A Holocaust denier is running for a school board election in Minnesota.
Vaughn Klingenberg, who is a candidate for Roseville Area Schools board, has made several comments discussing his beliefs that the Nazis did not want the Holocaust and that they were actually trying to "save" Jewish people.
In a July appearance on VT Radio's "Uncensored Alternative Foreign Policy Talk" podcast, Klingenberg described the Holocaust being orchestrated by "big Zionist Jews" to persecute "little Jews" and claimed that "the Jewish religion is an ideology based on victimization."
The Holocaust has been recognized as the genocide of European Jews by Nazi Germany and described by the National WWII Museum as the "deliberate, organized, state-sponsored persecution and machinelike murder of approximately six million European Jews and at least five million Soviet prisoners of war, Romany, Jehovah's Witnesses, homosexuals, and other victims."

Klingenberg's name appears on a list of individuals who have filed affidavits of candidacy for the Roseville Area Schools board election, according to the district website. Information from the Minnesota Secretary of State's office shows that Klingenberg filed his candidacy on August 14.

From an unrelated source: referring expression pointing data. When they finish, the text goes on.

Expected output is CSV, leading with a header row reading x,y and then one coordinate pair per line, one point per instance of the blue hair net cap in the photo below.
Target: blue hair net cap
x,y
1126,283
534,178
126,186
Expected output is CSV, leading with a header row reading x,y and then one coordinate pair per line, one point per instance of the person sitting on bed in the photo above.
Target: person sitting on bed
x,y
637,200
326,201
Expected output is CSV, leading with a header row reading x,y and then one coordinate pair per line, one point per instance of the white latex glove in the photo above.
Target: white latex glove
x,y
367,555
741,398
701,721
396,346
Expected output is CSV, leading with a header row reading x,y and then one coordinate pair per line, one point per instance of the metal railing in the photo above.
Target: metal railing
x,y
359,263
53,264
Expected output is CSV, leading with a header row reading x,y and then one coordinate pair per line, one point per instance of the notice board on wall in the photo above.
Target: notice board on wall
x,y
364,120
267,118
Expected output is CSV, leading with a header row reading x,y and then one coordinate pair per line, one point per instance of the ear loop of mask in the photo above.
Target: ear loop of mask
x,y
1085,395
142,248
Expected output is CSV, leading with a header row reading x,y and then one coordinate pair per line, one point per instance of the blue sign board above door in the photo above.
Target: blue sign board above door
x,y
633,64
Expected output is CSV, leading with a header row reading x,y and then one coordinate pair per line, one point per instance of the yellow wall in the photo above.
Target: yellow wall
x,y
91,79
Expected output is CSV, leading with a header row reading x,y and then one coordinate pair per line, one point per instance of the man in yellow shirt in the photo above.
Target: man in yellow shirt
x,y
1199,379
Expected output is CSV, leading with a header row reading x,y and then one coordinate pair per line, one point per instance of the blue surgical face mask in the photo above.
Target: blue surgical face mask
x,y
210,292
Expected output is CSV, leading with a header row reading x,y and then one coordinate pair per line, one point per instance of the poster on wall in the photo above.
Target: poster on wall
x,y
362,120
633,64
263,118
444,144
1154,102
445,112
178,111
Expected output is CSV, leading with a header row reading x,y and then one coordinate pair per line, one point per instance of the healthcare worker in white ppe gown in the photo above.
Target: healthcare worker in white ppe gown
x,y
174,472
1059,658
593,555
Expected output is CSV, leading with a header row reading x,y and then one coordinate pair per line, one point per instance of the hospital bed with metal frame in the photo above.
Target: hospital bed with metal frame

The November 7 election will elect six members to the board that oversees education policy decisions for the Twin Cities suburbs. The 2020 U.S. Census states that 36,254 people live in Roseville. The bureau estimates that children under 18 represent 24 percent of the population.
Newsweek reached out to Roseville Area Schools via email for comment.
On the VT podcast, Klingenberg said that "Holocaust truthers are doing the Jews a favor" by giving them "facts" about the genocide that they don't want to face.
"I think there's profound cognitive dissidence in the Jewish community," he said, adding that, "Jews, systematically, in particular, don't want to know history if it contradicts their orthodox framework for the Holocaust."
"There's absolutely no evidence whatsoever that Jews were gassed in the concentration camps and you tell that to someone who's Jewish and, like I said, they're not even going to have that conversation because I don't know if they know they'll lose the conversation or what," Klingenberg said.
Between 1943 and 1944, an average of 6,000 Jews were gassed each day at Auschwitz, according to the U.S. Holocaust Memorial Museum. Witnesses who testified about the Nazi's euthanasia program, both inmates and Nazis, have confirmed reports of the gas chambers.
Klingenerg has also authored a book titled "The Big Lie: The Holocaust (An Introduction to the Greatest Fraud of the 20th Century)" and done other interviews promoting his views.
His comments come amid the nation's rise in antisemitism. A report released by the Anti-Defamation League in April found that antisemitism incidents in the U.S. increased by more than 35 percent in 2022. The year before, the annual report found that 2021 set a new high for antisemitic incidents.